Perhaps compared to Domino's and Pizza Hut, Famous Famiglia is still a pretty big chain -- chances are you've seen it in an airport, or a casino, or a shopping mall. Despite the preponderance of local pizza joints in New York City, there are also plenty of Famous Famiglia's here -- Donald Trump was once lambasted for bringing Sarah Palin there for a New York slice.
All of this set-up is to say: Famous Famiglia is a bit like an inexperienced politician in his or her first debate -- it benefits from the expectations game. Any self-respecting New Yorker takes their first bite of a chain pizza expecting not to enjoy it. And against those expectations, Famous Famiglia emerges better than you think it will be.
It was a "sturdy slice," one taster noted. Another called it a "classic American/New York slice." The crust was crisp -- less doughy than Rocco's -- and there was plenty of sauce.
There was also plenty of cheese. That led one taster to blot the grease from the slice.
"That's the most un-New York thing I've ever seen," another taster reacted in disgust. So it seemed Famous Famiglia wasn't the only one facing skepticism about its New York street cred.
(Famous Famiglia, 488 Eighth Ave., Manhattan, and many other locations in the city, http://www.famousfamiglia.com)
Don Antonio: The old world authentic
And now, for something completely different.
Where Famous Famiglia's pie was perfectly round and huge, Don Antonio's is about half the size and rustically shaped.
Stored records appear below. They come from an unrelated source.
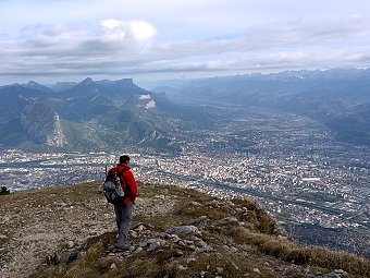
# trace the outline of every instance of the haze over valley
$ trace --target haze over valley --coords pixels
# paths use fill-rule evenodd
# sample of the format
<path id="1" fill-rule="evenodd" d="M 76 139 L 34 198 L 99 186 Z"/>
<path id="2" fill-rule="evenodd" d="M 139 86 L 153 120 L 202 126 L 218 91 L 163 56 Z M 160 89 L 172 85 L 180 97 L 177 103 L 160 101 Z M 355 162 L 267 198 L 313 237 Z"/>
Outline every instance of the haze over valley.
<path id="1" fill-rule="evenodd" d="M 293 238 L 369 256 L 369 80 L 348 69 L 5 85 L 0 181 L 102 180 L 127 153 L 143 182 L 250 196 Z"/>

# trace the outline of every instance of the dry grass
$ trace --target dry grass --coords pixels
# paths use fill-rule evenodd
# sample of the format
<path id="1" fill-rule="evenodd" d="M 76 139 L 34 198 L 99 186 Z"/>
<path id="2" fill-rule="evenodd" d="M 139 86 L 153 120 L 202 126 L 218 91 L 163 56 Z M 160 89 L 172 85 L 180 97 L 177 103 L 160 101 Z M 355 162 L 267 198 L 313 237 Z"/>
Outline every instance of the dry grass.
<path id="1" fill-rule="evenodd" d="M 32 193 L 5 196 L 11 204 L 7 209 L 24 209 L 20 204 L 37 207 L 53 202 L 85 202 L 101 197 L 98 183 L 48 189 Z M 86 194 L 86 189 L 89 193 Z M 213 252 L 194 253 L 184 249 L 184 254 L 176 256 L 175 251 L 166 247 L 159 253 L 139 252 L 130 257 L 107 256 L 104 250 L 115 243 L 115 232 L 107 232 L 86 241 L 84 256 L 67 265 L 44 265 L 32 278 L 108 278 L 108 277 L 282 277 L 280 268 L 288 269 L 287 277 L 301 277 L 296 265 L 310 265 L 325 271 L 341 268 L 349 273 L 350 278 L 369 277 L 369 261 L 344 252 L 333 252 L 322 247 L 305 247 L 276 237 L 274 220 L 249 200 L 220 201 L 196 191 L 176 186 L 151 186 L 140 184 L 140 198 L 155 198 L 165 195 L 175 200 L 173 209 L 165 215 L 148 216 L 147 210 L 136 214 L 137 222 L 153 226 L 161 232 L 177 225 L 189 225 L 195 219 L 206 216 L 208 226 L 203 227 L 202 237 L 212 244 Z M 7 202 L 8 202 L 7 201 Z M 165 201 L 163 201 L 165 202 Z M 153 202 L 156 203 L 156 202 Z M 1 209 L 5 209 L 3 206 Z M 238 222 L 220 225 L 226 217 Z M 240 252 L 233 253 L 224 244 L 236 246 Z M 195 261 L 194 261 L 195 259 Z M 269 262 L 269 263 L 267 263 Z M 112 267 L 114 264 L 115 267 Z M 256 269 L 258 268 L 258 271 Z"/>
<path id="2" fill-rule="evenodd" d="M 369 259 L 335 252 L 324 247 L 305 247 L 286 239 L 278 239 L 263 233 L 256 233 L 244 228 L 234 228 L 227 232 L 238 244 L 252 244 L 263 254 L 293 262 L 324 268 L 340 268 L 359 277 L 370 276 Z"/>

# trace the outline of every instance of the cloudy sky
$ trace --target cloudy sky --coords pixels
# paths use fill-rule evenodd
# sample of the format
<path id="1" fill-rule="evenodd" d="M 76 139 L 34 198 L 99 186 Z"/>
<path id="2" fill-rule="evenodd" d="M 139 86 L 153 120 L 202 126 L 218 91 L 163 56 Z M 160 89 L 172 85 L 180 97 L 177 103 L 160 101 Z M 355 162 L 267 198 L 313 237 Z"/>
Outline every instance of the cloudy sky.
<path id="1" fill-rule="evenodd" d="M 370 68 L 368 0 L 0 0 L 0 84 Z"/>

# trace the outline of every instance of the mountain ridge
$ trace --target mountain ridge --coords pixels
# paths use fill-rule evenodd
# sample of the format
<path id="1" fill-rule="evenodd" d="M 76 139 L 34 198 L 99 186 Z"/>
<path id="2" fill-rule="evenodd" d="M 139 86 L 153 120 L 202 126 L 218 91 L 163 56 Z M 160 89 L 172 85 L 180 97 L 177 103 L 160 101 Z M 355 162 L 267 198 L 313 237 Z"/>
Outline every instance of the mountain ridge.
<path id="1" fill-rule="evenodd" d="M 1 196 L 0 252 L 5 267 L 0 274 L 4 278 L 370 275 L 365 258 L 293 243 L 249 200 L 220 200 L 168 185 L 139 183 L 139 190 L 132 249 L 126 253 L 107 251 L 116 231 L 101 182 Z"/>

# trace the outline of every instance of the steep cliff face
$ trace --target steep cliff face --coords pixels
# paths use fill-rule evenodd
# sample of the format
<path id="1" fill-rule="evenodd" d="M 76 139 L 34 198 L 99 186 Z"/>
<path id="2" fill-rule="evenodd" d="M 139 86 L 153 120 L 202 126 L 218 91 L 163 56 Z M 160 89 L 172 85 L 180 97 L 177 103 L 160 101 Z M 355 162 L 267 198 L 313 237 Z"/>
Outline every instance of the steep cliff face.
<path id="1" fill-rule="evenodd" d="M 61 119 L 55 110 L 41 104 L 27 105 L 21 112 L 21 124 L 37 144 L 62 147 L 66 145 Z"/>

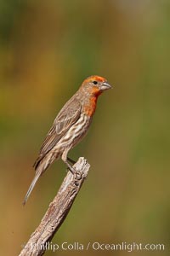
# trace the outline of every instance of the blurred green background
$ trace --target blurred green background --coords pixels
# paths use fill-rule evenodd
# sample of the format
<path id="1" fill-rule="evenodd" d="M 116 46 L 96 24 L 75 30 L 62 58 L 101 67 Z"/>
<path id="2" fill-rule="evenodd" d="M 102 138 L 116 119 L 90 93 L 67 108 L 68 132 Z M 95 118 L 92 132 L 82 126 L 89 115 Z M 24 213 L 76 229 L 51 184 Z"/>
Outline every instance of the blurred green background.
<path id="1" fill-rule="evenodd" d="M 168 0 L 0 1 L 2 255 L 19 253 L 56 195 L 61 160 L 21 204 L 54 117 L 92 74 L 115 87 L 70 154 L 91 169 L 53 242 L 158 242 L 141 254 L 169 255 L 169 45 Z M 46 255 L 75 253 L 87 252 Z"/>

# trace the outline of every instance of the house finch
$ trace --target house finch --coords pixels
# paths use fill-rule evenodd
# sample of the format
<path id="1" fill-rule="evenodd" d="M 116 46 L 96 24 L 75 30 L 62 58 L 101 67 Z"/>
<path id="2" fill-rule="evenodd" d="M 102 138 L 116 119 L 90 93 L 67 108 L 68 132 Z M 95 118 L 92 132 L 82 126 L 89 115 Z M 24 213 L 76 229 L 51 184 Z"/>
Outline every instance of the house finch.
<path id="1" fill-rule="evenodd" d="M 61 158 L 74 173 L 75 170 L 69 163 L 74 161 L 67 154 L 87 134 L 95 112 L 98 96 L 110 88 L 105 79 L 91 76 L 83 81 L 79 90 L 61 108 L 34 163 L 36 175 L 25 197 L 24 205 L 39 177 L 54 160 Z"/>

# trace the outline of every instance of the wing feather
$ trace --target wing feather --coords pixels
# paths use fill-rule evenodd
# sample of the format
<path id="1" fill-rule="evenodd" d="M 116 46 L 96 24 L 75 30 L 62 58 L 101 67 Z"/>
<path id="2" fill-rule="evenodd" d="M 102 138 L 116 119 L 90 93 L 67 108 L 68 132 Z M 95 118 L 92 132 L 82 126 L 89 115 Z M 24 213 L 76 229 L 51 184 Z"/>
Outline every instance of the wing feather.
<path id="1" fill-rule="evenodd" d="M 40 148 L 39 156 L 34 163 L 33 166 L 35 166 L 35 169 L 37 168 L 40 161 L 44 158 L 47 153 L 56 145 L 70 127 L 76 122 L 80 114 L 80 102 L 75 97 L 71 98 L 54 119 L 54 124 Z"/>

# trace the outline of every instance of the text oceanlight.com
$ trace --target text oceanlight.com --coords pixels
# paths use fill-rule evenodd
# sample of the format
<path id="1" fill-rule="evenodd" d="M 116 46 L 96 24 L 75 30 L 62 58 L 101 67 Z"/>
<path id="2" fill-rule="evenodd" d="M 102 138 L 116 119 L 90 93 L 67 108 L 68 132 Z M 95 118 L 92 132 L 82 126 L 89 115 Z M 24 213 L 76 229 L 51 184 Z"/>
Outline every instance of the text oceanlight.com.
<path id="1" fill-rule="evenodd" d="M 164 251 L 165 245 L 162 243 L 137 243 L 137 242 L 120 242 L 120 243 L 105 243 L 99 241 L 88 241 L 88 243 L 81 243 L 78 241 L 67 242 L 64 241 L 60 244 L 47 242 L 45 244 L 31 243 L 27 245 L 33 250 L 35 247 L 38 250 L 48 250 L 56 252 L 63 251 L 127 251 L 128 253 L 136 251 Z"/>

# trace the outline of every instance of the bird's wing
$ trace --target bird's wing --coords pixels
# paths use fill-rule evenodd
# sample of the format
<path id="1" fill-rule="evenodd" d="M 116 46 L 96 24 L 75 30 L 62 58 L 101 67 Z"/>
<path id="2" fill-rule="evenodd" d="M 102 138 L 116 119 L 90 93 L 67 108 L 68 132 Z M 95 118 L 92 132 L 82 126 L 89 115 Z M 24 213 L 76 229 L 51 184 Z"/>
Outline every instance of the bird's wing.
<path id="1" fill-rule="evenodd" d="M 76 98 L 71 98 L 63 107 L 49 130 L 41 148 L 39 156 L 34 163 L 35 169 L 40 161 L 51 150 L 69 128 L 76 122 L 81 114 L 81 104 Z"/>

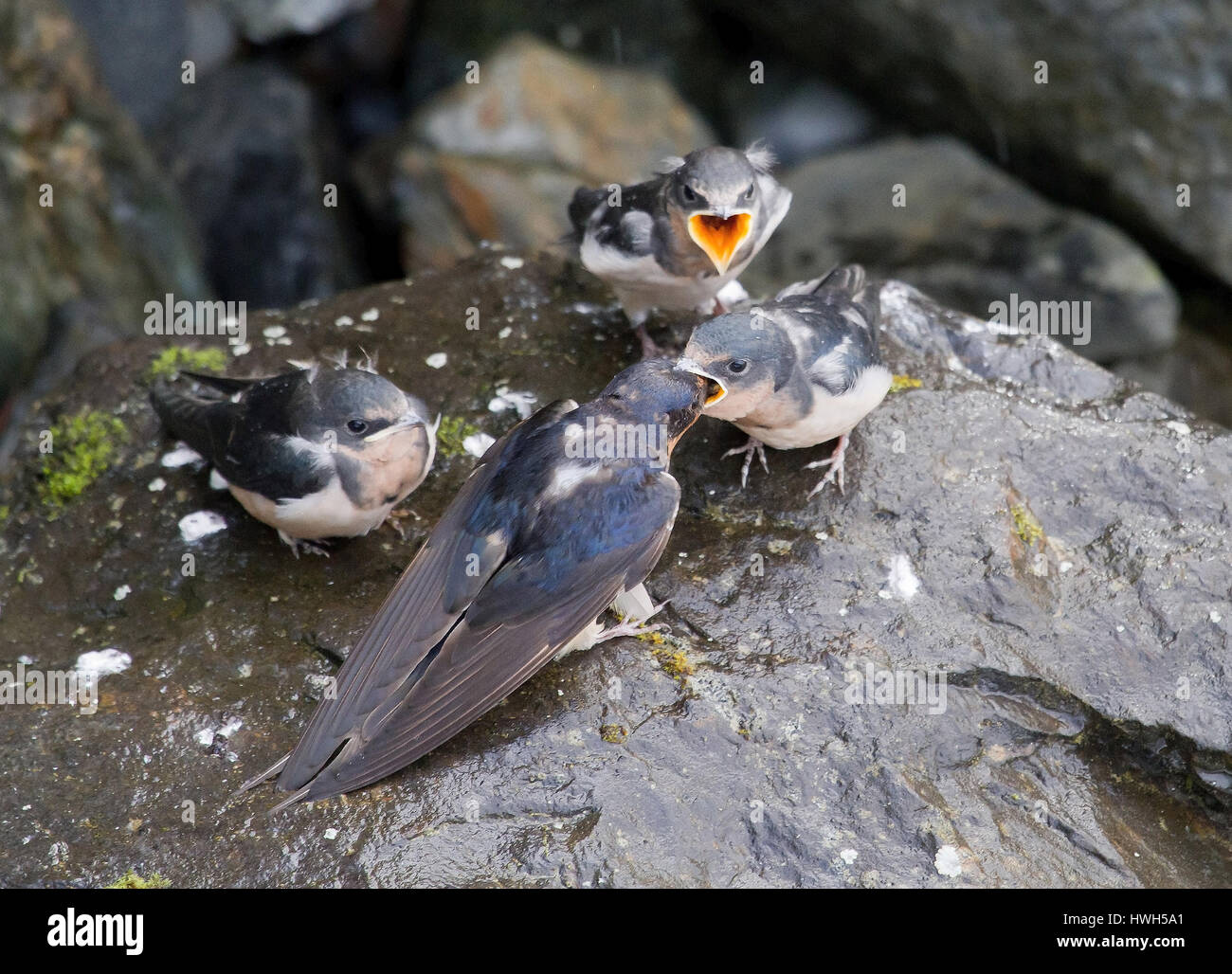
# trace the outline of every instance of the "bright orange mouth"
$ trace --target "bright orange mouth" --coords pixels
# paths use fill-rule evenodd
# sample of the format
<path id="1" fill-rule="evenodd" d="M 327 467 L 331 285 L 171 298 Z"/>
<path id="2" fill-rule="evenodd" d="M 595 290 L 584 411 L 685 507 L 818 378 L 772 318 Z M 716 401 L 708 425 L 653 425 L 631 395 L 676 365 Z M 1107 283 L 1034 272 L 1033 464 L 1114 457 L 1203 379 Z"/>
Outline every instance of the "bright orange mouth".
<path id="1" fill-rule="evenodd" d="M 749 235 L 752 222 L 750 213 L 734 213 L 727 219 L 713 213 L 695 213 L 689 218 L 689 235 L 706 251 L 715 270 L 726 273 L 736 251 Z"/>

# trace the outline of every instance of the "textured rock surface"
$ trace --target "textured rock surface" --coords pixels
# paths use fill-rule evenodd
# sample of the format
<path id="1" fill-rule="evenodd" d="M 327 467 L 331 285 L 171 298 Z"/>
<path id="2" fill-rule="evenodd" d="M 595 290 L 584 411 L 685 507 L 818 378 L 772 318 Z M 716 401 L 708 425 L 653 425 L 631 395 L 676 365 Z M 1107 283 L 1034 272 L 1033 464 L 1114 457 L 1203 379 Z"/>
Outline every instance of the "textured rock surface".
<path id="1" fill-rule="evenodd" d="M 1050 203 L 962 143 L 888 139 L 806 163 L 784 177 L 791 212 L 744 283 L 824 273 L 860 261 L 954 308 L 1090 300 L 1098 361 L 1167 348 L 1178 300 L 1158 266 L 1104 220 Z M 894 187 L 904 206 L 894 206 Z M 1061 339 L 1066 341 L 1066 339 Z"/>
<path id="2" fill-rule="evenodd" d="M 568 230 L 580 182 L 647 179 L 664 156 L 712 142 L 659 78 L 599 69 L 515 37 L 425 105 L 398 148 L 360 166 L 370 208 L 395 213 L 408 268 L 446 267 L 499 239 L 538 248 Z M 392 165 L 389 163 L 392 155 Z"/>
<path id="3" fill-rule="evenodd" d="M 1232 282 L 1232 6 L 1220 0 L 723 5 L 1036 185 L 1116 214 Z M 1047 62 L 1047 84 L 1036 63 Z M 910 79 L 904 83 L 904 79 Z M 1191 206 L 1177 206 L 1177 187 Z"/>
<path id="4" fill-rule="evenodd" d="M 49 191 L 49 195 L 48 195 Z M 191 230 L 54 0 L 0 6 L 0 401 L 49 337 L 68 360 L 206 297 Z"/>
<path id="5" fill-rule="evenodd" d="M 498 388 L 589 396 L 636 355 L 588 276 L 520 261 L 484 252 L 259 315 L 251 335 L 292 344 L 259 339 L 233 371 L 362 346 L 499 436 L 514 419 L 489 410 Z M 92 717 L 5 708 L 0 875 L 1226 885 L 1232 435 L 903 284 L 882 300 L 891 364 L 920 384 L 859 427 L 845 497 L 803 500 L 824 449 L 771 451 L 772 477 L 742 494 L 719 459 L 734 430 L 703 420 L 681 445 L 650 590 L 683 658 L 630 639 L 567 658 L 405 772 L 277 818 L 269 791 L 227 797 L 294 743 L 472 459 L 446 457 L 411 497 L 405 541 L 383 529 L 296 561 L 203 472 L 159 465 L 170 443 L 134 383 L 160 346 L 96 353 L 31 417 L 0 496 L 0 661 L 116 648 L 132 665 L 103 677 Z M 131 440 L 46 523 L 36 431 L 86 404 Z M 198 510 L 227 529 L 188 545 L 176 525 Z M 945 671 L 945 710 L 848 702 L 867 664 Z"/>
It's made in the Neopolitan tradition -- with a super thin but soft crust, adorned with just enough char marks to impart the flavor of the wood-fired oven where it was baked. It featured the first hint of green we'd seen in our tasting: a few basil leaves, lovingly wilted and blanketed in fresh mozzarella. At the edge of the pizza, the crust thickens up into a beautiful, chewy bite.
"It reminds me of the pizza I had in Italy," one taster observed.
In the world of pizza, is there any higher compliment?